Ken Baine, What the Best College Teachers Do

More Alive

So many people who glowingly report that their lives have been turned around by a seminar, a church, or a counselor sometimes make me think of figures in a wax museum. They look like the real thing, but they don't breathe. You expect them to move like living people, but they never do. These are not the folks you want to be with when you're in real trouble or deep pain. Their words of encouragement are always appropriate and warmly offered, but they fall flat. You never feel more alive after a conversation with them- a bit cheered or instructed, perhaps, but never alive. Developing the spark that is the unmistakable evidence of life is the challenge before us-and also the mystery.

Larry Crabb, Inside Out

Verification bias

Verification bias refers to a stubborn resistance to accepting the null hypothesis – the assumption that there is no inherent relationship between the variables being studied. The null hypothesis is the default position in experiments. This is what the researcher is attempting to eliminate through experimental investigation. For example, continuing to repeat an experiment until it “works” as desired, or excluding inconvenient cases or results may make the hypothesis immune to the facts. Verification bias amounts to the repression of negative results. 

Augustine Brannigan, The Use and Misuse of the Experimental Method in Social Psychology

The best performers

Self-regulation begins with setting goals - not big, life-directing goals, but more immediate goals for what you're going to be doing today. In the research, the poorest performers don't set goals at all; they just slog through their work. Mediocre performers set goals that are general and are often focused on simply achieving a good outcome - win the order; get the new project proposal done. The best performers set goals that are not about the outcome but rather about the process of reaching the outcome.

For example, instead of just winning the order, their goal might be to focus especially hard on discerning the customer's unstated needs. You can see how this is strongly analogous to the first step of deliberate practice. The best performers are focused on how they could get better at some specific element of the work, just as a pianist may focus on improving a particular passage.

The best performers make the most specific, technique-oriented plans. They're thinking exactly, not vaguely, of how to get where they're going.

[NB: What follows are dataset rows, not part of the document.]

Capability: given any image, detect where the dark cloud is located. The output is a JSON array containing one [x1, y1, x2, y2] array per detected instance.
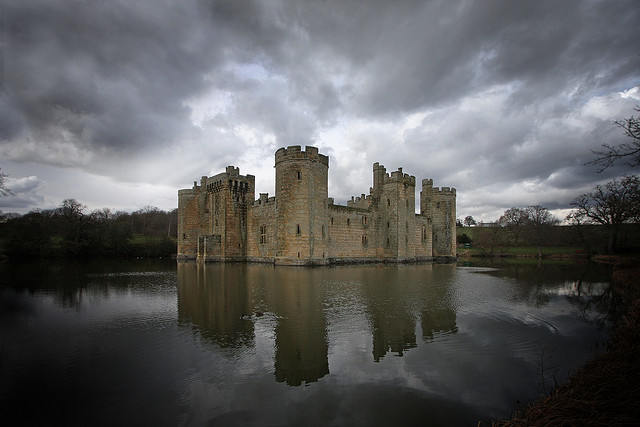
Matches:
[[0, 0, 640, 218]]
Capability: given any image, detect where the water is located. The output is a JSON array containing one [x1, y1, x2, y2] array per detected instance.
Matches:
[[0, 261, 618, 426]]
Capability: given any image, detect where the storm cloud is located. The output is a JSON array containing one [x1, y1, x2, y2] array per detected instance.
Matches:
[[0, 0, 640, 221]]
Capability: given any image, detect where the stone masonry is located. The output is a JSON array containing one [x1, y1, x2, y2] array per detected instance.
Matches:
[[178, 146, 456, 265]]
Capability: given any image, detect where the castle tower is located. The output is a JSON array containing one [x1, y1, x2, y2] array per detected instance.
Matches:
[[177, 181, 201, 260], [178, 166, 255, 261], [371, 163, 416, 259], [420, 179, 456, 257], [275, 145, 329, 264]]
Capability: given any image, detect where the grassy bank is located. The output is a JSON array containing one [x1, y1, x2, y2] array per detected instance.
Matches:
[[494, 257, 640, 426], [458, 246, 587, 258]]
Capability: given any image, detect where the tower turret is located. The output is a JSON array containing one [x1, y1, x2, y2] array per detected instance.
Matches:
[[420, 179, 456, 257], [275, 145, 329, 264]]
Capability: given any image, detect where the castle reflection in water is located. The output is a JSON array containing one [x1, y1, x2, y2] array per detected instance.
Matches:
[[178, 262, 457, 386]]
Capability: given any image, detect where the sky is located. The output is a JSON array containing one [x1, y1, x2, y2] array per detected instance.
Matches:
[[0, 0, 640, 222]]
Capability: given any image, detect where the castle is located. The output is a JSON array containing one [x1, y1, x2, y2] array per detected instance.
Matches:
[[178, 146, 456, 265]]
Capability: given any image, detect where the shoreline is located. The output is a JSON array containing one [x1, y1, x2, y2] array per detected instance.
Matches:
[[492, 256, 640, 426]]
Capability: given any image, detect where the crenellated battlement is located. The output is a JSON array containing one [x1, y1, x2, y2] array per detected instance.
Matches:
[[384, 168, 416, 187], [199, 166, 256, 193], [422, 179, 456, 196], [276, 145, 329, 167], [253, 193, 276, 206], [347, 193, 373, 209]]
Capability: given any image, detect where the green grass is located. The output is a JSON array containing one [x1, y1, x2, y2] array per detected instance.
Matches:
[[458, 246, 584, 257]]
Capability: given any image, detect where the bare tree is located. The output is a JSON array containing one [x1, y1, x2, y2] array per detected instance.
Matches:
[[571, 175, 640, 253], [498, 208, 529, 246], [587, 106, 640, 172], [526, 205, 560, 258]]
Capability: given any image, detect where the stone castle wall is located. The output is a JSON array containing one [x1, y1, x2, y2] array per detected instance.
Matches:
[[178, 146, 456, 265]]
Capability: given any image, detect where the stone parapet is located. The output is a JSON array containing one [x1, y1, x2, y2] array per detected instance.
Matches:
[[276, 145, 329, 167]]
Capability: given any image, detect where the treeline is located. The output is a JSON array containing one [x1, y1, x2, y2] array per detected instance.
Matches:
[[0, 199, 178, 258]]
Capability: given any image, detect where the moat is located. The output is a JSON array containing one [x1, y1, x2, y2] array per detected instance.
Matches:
[[0, 260, 618, 425]]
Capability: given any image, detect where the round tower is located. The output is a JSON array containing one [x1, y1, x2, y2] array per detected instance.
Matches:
[[275, 145, 329, 264]]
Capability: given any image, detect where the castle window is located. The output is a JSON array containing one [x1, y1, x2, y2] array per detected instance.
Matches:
[[260, 225, 267, 245]]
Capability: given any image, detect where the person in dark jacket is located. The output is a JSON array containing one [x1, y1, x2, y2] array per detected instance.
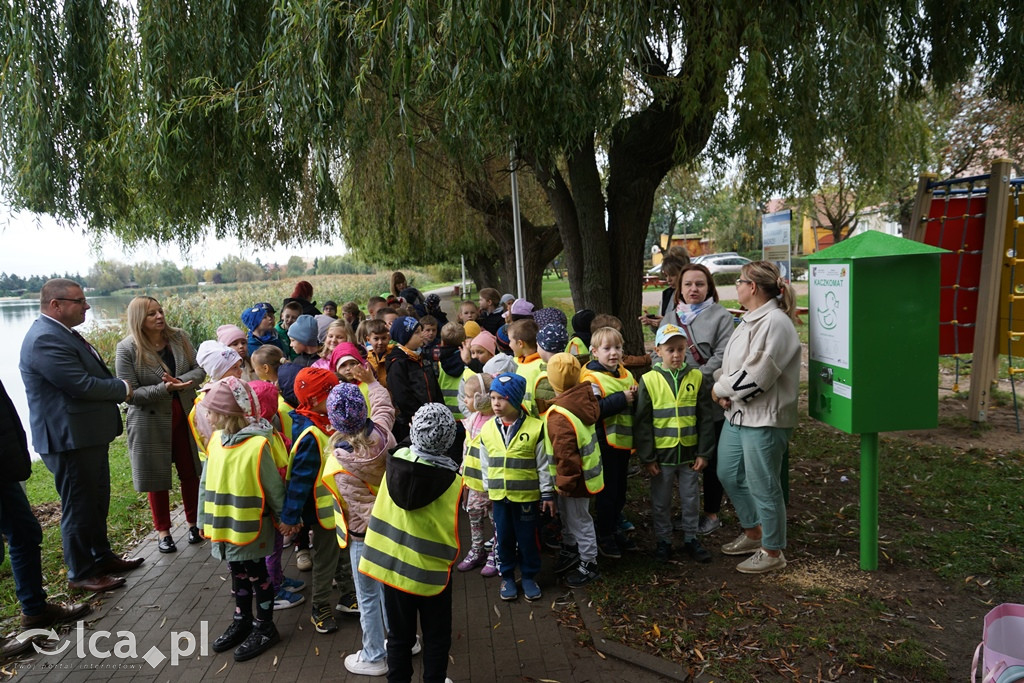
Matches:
[[384, 316, 444, 443], [0, 382, 91, 659]]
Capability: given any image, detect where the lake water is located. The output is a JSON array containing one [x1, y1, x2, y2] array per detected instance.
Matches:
[[0, 296, 132, 458]]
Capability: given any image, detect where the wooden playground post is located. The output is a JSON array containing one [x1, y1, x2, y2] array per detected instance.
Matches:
[[966, 159, 1013, 422]]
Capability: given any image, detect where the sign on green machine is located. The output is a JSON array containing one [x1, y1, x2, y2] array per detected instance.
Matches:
[[807, 230, 945, 569]]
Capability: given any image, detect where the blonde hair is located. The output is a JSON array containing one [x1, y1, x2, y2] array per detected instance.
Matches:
[[741, 261, 797, 321], [203, 405, 249, 434], [127, 296, 195, 370], [590, 327, 623, 349]]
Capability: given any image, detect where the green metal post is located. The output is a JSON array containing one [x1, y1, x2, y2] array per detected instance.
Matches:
[[860, 432, 879, 570]]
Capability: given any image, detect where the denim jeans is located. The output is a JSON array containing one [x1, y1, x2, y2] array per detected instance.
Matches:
[[348, 533, 387, 663], [0, 479, 46, 616], [718, 420, 793, 550]]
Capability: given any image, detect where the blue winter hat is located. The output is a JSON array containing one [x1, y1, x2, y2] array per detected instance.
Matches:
[[242, 301, 273, 332], [490, 373, 526, 412], [537, 323, 569, 353], [288, 314, 319, 346], [391, 315, 420, 346]]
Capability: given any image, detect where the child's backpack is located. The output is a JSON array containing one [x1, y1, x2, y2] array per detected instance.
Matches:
[[971, 602, 1024, 683]]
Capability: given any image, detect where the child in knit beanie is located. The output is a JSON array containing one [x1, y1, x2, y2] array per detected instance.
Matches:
[[323, 382, 395, 676]]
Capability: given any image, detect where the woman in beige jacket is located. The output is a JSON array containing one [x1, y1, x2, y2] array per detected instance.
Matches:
[[712, 261, 801, 573]]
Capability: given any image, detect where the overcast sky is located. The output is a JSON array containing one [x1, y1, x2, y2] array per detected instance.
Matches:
[[0, 207, 347, 276]]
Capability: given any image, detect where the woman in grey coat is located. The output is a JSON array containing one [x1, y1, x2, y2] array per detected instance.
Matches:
[[115, 296, 206, 553]]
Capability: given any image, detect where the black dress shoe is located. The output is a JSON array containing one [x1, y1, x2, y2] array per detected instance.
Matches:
[[96, 557, 145, 573], [22, 602, 91, 629], [210, 617, 253, 652], [234, 622, 281, 661]]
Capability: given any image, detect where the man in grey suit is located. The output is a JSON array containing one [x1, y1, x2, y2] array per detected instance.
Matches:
[[18, 279, 142, 591]]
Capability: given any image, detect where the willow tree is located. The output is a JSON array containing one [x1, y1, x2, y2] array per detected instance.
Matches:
[[0, 0, 1024, 347]]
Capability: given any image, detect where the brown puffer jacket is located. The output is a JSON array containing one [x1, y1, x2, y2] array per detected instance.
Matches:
[[544, 382, 601, 498]]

Geoff Colvin, Talent is Overrated

Teaching Critical Thinking

Give (children) many opportunities to use their reasoning abilities as they tackle fascinating problems and receive challenges to their thinking. Ask them to consider the implications of their reasoning, implications for themselves, for the way they view the world, for policy debates, for significant philosophical questions, or even for moral or religious issues. (Help them determine) what intellectual standards (can) test proposed answers and (how) to weigh conflicting claims about the “truth”. Help (them) learn to assess their own work using those standards. Ask them about their assumptions and about the concepts and evidence they employ in their reasoning.